The best bet for all member states is to advance WTO reforms in a constructive way, gradually establishing rules and systems rather than brashly setting off alone or withdrawing from organizations and treaties. The WTO has been presented with a golden opportunity: there’s a new director-general in office, a U.S. president who is clearly more open to multilateralism and international cooperation than his predecessor, a growing consensus in support of reform. The WTO should seize this valuable chance to push reform forward and make itself the backbone organization supporting the next round of globalization.

As an important member state and the world’s second-largest economy, China would do well to follow a “three benefits” principle when it comes to proposed reform: Does it support China’s high-quality economic development?

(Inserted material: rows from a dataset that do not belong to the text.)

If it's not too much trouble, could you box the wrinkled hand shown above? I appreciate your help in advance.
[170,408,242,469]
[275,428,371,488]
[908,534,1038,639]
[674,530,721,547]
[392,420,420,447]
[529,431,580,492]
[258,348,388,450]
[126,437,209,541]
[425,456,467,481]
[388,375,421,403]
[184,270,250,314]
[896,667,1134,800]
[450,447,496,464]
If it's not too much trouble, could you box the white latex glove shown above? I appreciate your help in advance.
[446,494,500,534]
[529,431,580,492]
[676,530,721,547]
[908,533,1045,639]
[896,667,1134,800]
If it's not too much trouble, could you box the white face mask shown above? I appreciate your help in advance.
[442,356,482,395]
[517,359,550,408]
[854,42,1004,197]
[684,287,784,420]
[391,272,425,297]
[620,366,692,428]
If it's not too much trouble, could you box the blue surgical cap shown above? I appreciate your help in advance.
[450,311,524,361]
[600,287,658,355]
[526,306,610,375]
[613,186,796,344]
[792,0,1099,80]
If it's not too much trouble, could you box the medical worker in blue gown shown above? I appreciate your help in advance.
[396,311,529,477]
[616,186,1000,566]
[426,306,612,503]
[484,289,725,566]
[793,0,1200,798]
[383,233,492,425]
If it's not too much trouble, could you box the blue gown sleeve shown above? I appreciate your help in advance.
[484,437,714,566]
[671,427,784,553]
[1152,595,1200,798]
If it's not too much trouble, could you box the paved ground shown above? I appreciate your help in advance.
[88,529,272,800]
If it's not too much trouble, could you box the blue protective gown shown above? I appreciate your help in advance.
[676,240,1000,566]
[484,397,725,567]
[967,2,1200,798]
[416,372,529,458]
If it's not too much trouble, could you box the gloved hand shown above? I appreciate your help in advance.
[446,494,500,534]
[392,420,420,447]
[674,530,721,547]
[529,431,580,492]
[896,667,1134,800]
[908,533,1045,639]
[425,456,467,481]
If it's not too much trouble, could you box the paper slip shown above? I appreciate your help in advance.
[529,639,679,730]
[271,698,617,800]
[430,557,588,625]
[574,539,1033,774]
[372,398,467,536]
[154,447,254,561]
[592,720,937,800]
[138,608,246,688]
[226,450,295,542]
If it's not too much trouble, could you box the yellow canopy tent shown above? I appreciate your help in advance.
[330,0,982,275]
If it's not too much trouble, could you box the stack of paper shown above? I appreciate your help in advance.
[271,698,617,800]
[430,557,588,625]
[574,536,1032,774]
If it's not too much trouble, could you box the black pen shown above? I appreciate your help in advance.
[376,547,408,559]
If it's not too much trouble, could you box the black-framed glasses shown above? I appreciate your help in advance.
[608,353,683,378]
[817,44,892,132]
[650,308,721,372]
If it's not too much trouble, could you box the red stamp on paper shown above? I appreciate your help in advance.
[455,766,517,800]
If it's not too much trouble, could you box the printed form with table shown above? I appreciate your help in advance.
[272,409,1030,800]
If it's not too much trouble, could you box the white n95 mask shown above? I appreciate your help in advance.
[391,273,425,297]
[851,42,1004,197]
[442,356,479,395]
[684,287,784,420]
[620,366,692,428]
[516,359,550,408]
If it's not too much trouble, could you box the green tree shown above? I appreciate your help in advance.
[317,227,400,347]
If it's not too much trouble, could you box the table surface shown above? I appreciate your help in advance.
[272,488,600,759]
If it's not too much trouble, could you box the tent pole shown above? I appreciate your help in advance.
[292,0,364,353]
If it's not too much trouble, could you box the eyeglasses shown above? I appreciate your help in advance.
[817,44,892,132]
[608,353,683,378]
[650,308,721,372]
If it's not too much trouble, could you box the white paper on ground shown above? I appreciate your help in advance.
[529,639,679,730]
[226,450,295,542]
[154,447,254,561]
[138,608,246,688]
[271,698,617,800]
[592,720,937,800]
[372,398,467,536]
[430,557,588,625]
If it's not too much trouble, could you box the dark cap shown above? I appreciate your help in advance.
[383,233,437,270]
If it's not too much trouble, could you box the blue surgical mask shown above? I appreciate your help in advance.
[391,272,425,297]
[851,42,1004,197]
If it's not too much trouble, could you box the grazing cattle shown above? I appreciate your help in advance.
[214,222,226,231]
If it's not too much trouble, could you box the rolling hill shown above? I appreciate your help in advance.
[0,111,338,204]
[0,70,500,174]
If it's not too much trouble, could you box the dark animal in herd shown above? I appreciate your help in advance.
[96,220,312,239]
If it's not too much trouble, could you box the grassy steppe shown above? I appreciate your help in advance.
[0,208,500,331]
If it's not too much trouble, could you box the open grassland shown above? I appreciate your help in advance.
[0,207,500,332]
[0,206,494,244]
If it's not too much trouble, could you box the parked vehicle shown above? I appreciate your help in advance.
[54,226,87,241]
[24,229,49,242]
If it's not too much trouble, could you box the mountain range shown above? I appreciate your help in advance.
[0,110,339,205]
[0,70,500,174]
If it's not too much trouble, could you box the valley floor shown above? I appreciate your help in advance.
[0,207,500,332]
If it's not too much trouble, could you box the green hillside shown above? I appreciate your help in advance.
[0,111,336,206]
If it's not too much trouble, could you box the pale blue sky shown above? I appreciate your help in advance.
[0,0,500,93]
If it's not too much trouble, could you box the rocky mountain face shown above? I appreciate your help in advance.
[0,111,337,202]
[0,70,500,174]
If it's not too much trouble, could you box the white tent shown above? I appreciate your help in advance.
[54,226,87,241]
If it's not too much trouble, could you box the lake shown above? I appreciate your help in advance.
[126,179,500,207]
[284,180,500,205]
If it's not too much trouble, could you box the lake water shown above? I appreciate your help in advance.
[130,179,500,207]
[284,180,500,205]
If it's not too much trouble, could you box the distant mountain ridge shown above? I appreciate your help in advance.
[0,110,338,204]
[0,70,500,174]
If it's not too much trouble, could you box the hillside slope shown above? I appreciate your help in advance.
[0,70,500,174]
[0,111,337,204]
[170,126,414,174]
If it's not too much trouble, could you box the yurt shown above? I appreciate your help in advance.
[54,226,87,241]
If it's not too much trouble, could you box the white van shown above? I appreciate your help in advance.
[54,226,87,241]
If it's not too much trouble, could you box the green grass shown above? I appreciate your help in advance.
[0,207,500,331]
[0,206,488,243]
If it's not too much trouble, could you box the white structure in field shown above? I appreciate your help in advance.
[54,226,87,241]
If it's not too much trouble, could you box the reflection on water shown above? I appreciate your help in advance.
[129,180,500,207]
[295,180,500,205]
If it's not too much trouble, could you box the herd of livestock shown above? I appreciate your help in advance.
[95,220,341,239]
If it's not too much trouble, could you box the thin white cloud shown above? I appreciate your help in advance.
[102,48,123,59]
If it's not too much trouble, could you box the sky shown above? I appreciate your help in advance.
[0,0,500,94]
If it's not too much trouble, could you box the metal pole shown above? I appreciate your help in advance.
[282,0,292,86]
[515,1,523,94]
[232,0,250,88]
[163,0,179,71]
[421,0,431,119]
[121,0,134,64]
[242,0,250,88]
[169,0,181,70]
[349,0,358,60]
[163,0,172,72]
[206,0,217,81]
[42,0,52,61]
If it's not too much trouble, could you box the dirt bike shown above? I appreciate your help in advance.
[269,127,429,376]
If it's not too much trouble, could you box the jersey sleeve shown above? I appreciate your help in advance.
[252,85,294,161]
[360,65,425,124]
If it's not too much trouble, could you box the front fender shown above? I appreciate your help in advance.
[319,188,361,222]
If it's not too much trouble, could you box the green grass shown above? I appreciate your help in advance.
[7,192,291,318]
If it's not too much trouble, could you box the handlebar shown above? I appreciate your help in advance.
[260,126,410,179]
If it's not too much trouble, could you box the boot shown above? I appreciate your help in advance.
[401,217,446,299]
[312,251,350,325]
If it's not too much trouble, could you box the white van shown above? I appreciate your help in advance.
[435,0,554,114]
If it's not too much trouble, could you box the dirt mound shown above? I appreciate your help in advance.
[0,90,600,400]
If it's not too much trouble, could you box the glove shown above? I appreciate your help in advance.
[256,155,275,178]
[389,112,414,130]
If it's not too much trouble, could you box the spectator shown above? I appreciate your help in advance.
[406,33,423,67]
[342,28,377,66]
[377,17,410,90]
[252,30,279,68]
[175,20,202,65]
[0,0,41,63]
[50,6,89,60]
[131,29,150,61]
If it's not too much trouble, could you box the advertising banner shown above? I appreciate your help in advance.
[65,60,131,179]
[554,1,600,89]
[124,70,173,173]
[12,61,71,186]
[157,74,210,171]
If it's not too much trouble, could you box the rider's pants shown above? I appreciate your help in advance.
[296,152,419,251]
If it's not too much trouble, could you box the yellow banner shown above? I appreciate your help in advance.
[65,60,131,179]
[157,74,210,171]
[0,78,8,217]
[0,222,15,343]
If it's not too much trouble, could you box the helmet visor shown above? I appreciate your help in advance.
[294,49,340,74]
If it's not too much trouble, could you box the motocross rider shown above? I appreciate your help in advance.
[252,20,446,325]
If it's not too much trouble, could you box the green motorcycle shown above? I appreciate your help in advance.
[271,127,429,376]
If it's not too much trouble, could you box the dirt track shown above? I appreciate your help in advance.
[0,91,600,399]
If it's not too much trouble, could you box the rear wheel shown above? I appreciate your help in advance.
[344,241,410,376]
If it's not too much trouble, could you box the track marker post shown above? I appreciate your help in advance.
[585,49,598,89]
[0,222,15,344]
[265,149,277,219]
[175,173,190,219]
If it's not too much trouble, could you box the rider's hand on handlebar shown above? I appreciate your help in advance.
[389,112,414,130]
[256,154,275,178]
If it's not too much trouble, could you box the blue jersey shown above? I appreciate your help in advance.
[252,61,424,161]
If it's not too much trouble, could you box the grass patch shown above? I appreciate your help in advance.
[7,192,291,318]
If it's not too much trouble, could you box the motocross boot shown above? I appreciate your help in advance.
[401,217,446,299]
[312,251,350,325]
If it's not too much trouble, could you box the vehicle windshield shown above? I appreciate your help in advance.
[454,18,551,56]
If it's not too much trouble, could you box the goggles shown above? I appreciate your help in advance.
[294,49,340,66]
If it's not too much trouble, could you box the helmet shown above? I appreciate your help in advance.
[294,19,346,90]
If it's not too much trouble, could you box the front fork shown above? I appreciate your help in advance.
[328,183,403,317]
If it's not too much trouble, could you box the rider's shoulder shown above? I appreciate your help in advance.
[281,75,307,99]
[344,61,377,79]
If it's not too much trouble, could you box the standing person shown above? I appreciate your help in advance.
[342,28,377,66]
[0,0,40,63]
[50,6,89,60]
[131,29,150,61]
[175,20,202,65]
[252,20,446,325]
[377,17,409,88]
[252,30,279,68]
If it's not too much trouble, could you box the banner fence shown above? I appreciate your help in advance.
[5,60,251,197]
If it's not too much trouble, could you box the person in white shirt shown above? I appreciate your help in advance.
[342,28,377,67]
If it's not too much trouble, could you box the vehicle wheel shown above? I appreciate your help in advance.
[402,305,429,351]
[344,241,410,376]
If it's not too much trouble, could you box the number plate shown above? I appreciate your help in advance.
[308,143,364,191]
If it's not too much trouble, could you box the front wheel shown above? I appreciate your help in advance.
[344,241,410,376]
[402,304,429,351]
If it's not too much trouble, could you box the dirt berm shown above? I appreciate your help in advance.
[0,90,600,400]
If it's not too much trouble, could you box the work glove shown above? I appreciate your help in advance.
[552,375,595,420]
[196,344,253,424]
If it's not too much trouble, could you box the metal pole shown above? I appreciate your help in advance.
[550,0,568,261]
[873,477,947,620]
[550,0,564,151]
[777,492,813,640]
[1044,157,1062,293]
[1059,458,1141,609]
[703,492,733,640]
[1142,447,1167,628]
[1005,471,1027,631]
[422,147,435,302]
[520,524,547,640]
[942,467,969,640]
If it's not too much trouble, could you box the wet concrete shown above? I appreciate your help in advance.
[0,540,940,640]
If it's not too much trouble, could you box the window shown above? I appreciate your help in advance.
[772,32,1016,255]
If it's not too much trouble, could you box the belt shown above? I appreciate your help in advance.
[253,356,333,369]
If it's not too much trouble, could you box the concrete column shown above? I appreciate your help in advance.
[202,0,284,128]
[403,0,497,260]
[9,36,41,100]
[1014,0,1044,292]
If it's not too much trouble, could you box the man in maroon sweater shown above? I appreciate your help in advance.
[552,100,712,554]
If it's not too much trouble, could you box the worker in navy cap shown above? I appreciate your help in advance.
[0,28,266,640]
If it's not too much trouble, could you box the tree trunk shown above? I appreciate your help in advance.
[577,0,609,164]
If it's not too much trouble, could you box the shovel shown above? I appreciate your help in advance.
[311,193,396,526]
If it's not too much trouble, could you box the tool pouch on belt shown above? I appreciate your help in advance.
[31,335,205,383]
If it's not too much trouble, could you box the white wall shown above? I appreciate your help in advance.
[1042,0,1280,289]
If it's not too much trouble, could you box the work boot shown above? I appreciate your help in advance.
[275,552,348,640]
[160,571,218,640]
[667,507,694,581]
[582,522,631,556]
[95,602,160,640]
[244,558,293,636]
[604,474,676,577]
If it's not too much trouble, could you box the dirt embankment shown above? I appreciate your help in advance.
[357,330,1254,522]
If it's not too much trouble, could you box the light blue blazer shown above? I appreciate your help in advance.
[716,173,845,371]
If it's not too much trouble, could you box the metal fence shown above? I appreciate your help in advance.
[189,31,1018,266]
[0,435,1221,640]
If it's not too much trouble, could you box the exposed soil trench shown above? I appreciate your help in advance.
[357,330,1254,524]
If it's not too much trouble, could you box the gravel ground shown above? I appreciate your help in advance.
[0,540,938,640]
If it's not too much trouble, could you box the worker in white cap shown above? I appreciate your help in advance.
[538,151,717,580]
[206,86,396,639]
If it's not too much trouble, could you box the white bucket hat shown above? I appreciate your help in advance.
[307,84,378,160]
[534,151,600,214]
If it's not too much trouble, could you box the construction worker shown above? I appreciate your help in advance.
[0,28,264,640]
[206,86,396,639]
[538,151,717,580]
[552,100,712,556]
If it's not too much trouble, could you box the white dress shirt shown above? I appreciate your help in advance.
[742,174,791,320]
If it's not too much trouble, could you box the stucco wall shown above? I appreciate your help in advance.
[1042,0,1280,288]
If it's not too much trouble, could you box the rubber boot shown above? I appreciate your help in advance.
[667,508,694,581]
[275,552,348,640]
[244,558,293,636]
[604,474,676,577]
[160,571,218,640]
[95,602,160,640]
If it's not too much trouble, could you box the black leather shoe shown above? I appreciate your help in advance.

Does it help put economic globalization back on track? Is it conducive to the formation of the new global order characterized by the growing strength of emerging economies?

Bearing these questions in mind, China should respond in both word and deed, putting forth feasible and constructive solutions. At the same time, China will firmly oppose certain countries’ attempts to use the WTO as a means to isolate and contain China. Actually, China does not hold any rigid positions. In terms of SDT of developing countries, China maintains its position as the world’s largest developing country, but enjoys little SDT in light of the nation’s comprehensive rise. China has stressed that it will not be “pursuing flexibility it does not need,” demonstrating a pragmatic and responsible attitude.

The most important thing for China now is to speed up the pace of domestic reform and opening up to align with the higher standards of the international system of trade regulation. In recent years, China has redoubled its liberalization efforts, especially in finance. In 2020, amid the raging Covid-19 pandemic, China continued to make notable breakthroughs in opening up. It signed the Regional Comprehensive Economic Partnership (RCEP), concluded negotiations on the China-EU Comprehensive Agreement on Investment (CAI), and declared it is actively considering joining the CPTPP.

The deepening of WTO reform dovetails with China’s long-term reform and opening up goals. For everything from industrial subsidies and state-owned enterprise reform to intellectual property rights, China both can and should establish higher labor and environmental protection standards geared toward best international practices.

This year marks the 20th anniversary of China’s accession to the WTO. China’s WTO membership has been key to its economic take-off in the new century. The future of the WTO depends on a consensus among major world powers, particularly China and the U.S. The two countries need to bridge their disagreements and actively participate in WTO reform by dialogue and negotiation. This is not only in the interests of both countries; it will also bring benefits to the entire global governance system and enhance the well-being of people worldwide. It is what a responsible power would do.